The Reserve Bank of India's (RBI) ban on banks dealing with cryptocurrency is creating casualties. Yesterday, Zebpay, a large and recognized cryptocurrency exchange in India, announced it was shuttering its exchange business as of today at 4:00 pm:
"We will cancel all unexecuted crypto-to-crypto orders and credit your coins/tokens back to your Zebpay wallet. No new orders will be accepted until further notice."
According to the announcement, users can still make cryptocurrency deposits and withdrawals, and their wallets will still work, for now at least.
RBI, the country's central bank, declared in early April that RBI-regulated entities could no longer do business with individuals or companies dealing with virtual currencies, which obviously includes cryptocurrency exchanges. Those with existing relationships had three months to sever ties.
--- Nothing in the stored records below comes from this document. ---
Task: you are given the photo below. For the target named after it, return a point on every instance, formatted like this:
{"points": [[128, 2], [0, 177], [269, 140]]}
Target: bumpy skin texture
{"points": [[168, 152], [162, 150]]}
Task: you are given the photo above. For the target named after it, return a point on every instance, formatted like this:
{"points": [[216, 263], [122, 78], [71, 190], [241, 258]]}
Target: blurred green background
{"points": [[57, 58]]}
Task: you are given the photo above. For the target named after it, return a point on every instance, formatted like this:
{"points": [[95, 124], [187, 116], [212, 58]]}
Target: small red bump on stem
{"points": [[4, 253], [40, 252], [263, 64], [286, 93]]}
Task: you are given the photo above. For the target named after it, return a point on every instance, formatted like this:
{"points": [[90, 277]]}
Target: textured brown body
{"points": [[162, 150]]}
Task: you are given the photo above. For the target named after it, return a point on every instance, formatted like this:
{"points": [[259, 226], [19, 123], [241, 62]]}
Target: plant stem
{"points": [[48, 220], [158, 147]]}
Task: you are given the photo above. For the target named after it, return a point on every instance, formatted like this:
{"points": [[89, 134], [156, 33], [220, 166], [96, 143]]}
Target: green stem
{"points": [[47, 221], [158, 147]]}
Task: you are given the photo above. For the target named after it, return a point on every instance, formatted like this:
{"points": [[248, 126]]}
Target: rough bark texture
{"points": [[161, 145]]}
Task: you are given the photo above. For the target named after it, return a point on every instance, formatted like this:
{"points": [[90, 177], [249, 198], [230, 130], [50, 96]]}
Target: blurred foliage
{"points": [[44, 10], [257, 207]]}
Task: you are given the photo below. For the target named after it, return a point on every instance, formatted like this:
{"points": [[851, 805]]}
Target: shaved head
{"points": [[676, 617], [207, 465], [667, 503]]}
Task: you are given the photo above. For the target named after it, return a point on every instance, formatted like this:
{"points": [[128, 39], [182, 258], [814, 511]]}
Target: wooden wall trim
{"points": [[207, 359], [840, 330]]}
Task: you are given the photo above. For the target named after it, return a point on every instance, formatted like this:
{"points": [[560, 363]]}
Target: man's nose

Though exchanges challenged the edict in court, the Supreme Court has not overturned the ban. It went into full effect on July 5, making exchanges like Zebpay ineligible for bank accounts or loans.
In its statement, Zebpay acknowledged the effect of the ban on its operations: "The curb on bank accounts has crippled our, and our customer's [sic], ability to transact business meaningfully."
Zebpay had already modified its business in an attempt to outlast the ban, moving to crypto-to-crypto trading on April 23 and adding additional currencies and trading pairs over subsequent months. That's a strategy other Indian exchanges, among them WazirX and Unocoin, have also adopted.
It remains to be seen whether these other exchanges will be able to pick up enough of Zebpay's customers to survive, or if it's just a matter of time before they too close.